Pension systems are basically designed and set up on percentages of the salary of the employee, both as to the cost of the system and the benefits derived therefrom. The present plan is no exception.
The City chose, and to this date continues, to pay its trade union members a salary based upon a percentage of the AGC rate of the particular trade involved, if the employee elected to participate in the pension system and other fringe benefits. It cannot be argued but that a decision by the City to reduce that percentage if the trade union employee continued to so participate amounts to a reduction or diminishing of the benefits that employee previously enjoyed. Obviously, with no increase in the AGC rate, a cost of 20% of that rate is greater than a cost of 10% or 5% of that rate. With an increase in AGC rates, which has already occurred, the increase in cost would be greater. The greater the cost, the less the benefits.
Considering the pay off end of the pension system wherein the retired trade union employee would be drawing therefrom, it is not difficult to realize his pension payment based on a percentage of his earned salary
would be less if his salary were only 80% of the AGC rate as compared to 90% or 95% thereof.
We conclude, as did the Chancellor, the executive order implemented by the Mayor does reduce and diminish the benefits of the trade union employees who elect to stay in the pension system. To argue they can avoid this result by not participating in the pension system is to beg the question. The Charter provision quoted forbids this action and protects those employees from the consequences of having to make that decision.
The Chancellor decreed the City must, in compliance with the Charter provision, continue to pay trade union employees participating in the pension system and fringe benefits that percentage of the AGC rate as applied to those particular trades on January 1, 1968. The Chancellor then further decreed:
“In the alternative, the City must have only one pay plan for all trade union employees, without a choice of one rate of pay for members of the pension system and another rate of pay for others.”
The City’s third assignment of error attacks this alternative provision in the Chancellor’s Decree. The City contends this alternative would force hourly employees who are under Social Security to abandon Social Security and become a member of the pension system of the City of Memphis whether or not they could fully qualify for a pension.
The City does not cite authority nor examples of situations wherein employees would be so affected. We do not
clearly understand the position of the City on this assignment of error. We do hold, however, the alternative provision as decreed by the Chancellor is not necessary to a disposition of this lawsuit.
The Chancellor had before the Court the issue of whether the City had acted illegally in implementing the executive order noted. That issue does not require a ruling as to what action the City may take in the future. To rule, on the record in the present case, that the City could institute the alternative pay plan might, or might not, result in a pay plan which would be legal and enforceable under the facts such a plan would present.

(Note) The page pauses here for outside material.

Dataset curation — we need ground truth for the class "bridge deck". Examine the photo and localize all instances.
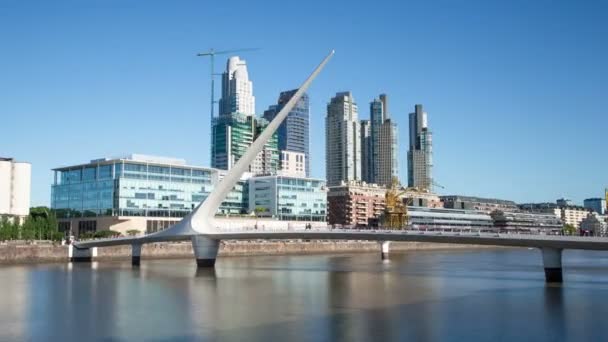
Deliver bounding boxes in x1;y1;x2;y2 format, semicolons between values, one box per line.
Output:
74;229;608;250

We therefore treat the above quoted portion of the Chancellor’s Decree allowing the alternative pay plan as surplusage, and we strike that provision from the Decree.
It results all Assignments of Error are overruled and the Decree of the Chancellor as herein modified is affirmed. This cause is remanded to the Chancery Court of Shelby County, Tennessee for the enforcement of its decree as herein modified. The cost of this appeal is adjudged against the City of Memphis.
Nearn, J., and McLemore, Special Judge, concur.